The amended complaint provides more detail than the original lawsuit, filed last year by attorneys at Stember, Feinstein, Doyle, Payne & Kravec and the American Civil Liberties Union.

Since 2001, the city has hired 440 officers, of which 17 -- less than 4 percent -- were African-American, according to the complaint.

The ratio has only gotten worse since 2007, during which time the bureau has hired 260 recruits, of whom 3 percent were African-American, according to the complaint.

The available pool of qualified protective services candidates in the city, it claims, includes 22 percent African-American males and 10 percent African-American females.

The complaint attributed the minority hiring rate to a "longstanding pattern an practice of racial discrimination against African Americans in the screening and hiring of applicants for entry-level police officer positions."

Applicants start off by taking the Law Enforcement Aptitude Battery test, which 13.8 percent of minorities fail, versus 2.8 percent of whites, according to the complaint.
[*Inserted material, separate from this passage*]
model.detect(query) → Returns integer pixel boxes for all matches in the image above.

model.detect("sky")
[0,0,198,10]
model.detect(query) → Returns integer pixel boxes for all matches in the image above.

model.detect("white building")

The city then puts applicants through an oral examination by veteran officers, according to the complaint, and "has allowed supervisors to obtain a copy of the list of candidates and look for candidates who were related to or friends of police officers" prior to that interview.

The city then does a background check and polygraph test on top candidates. Sometimes examiners ask questions that aren't on the application, according to the complaint, which characterizes this as improper.

Final decisions made by a "committee of top-ranked police officials, commonly known as the 'Chief's Roundtable,'" the complaint continued, consisting of around a dozen top officials.

The plaintiffs, according to the complaint, believe that members "know and/or are told who is related to a police officer or preferred by a police officer."

The complaint suggests that the city could hire an outside company to do the examinations, could preserve the confidentiality of candidate names, and should videotape the interviews.

Pittsburgh city solicitor Dan Regan could not be immediately reached for comment.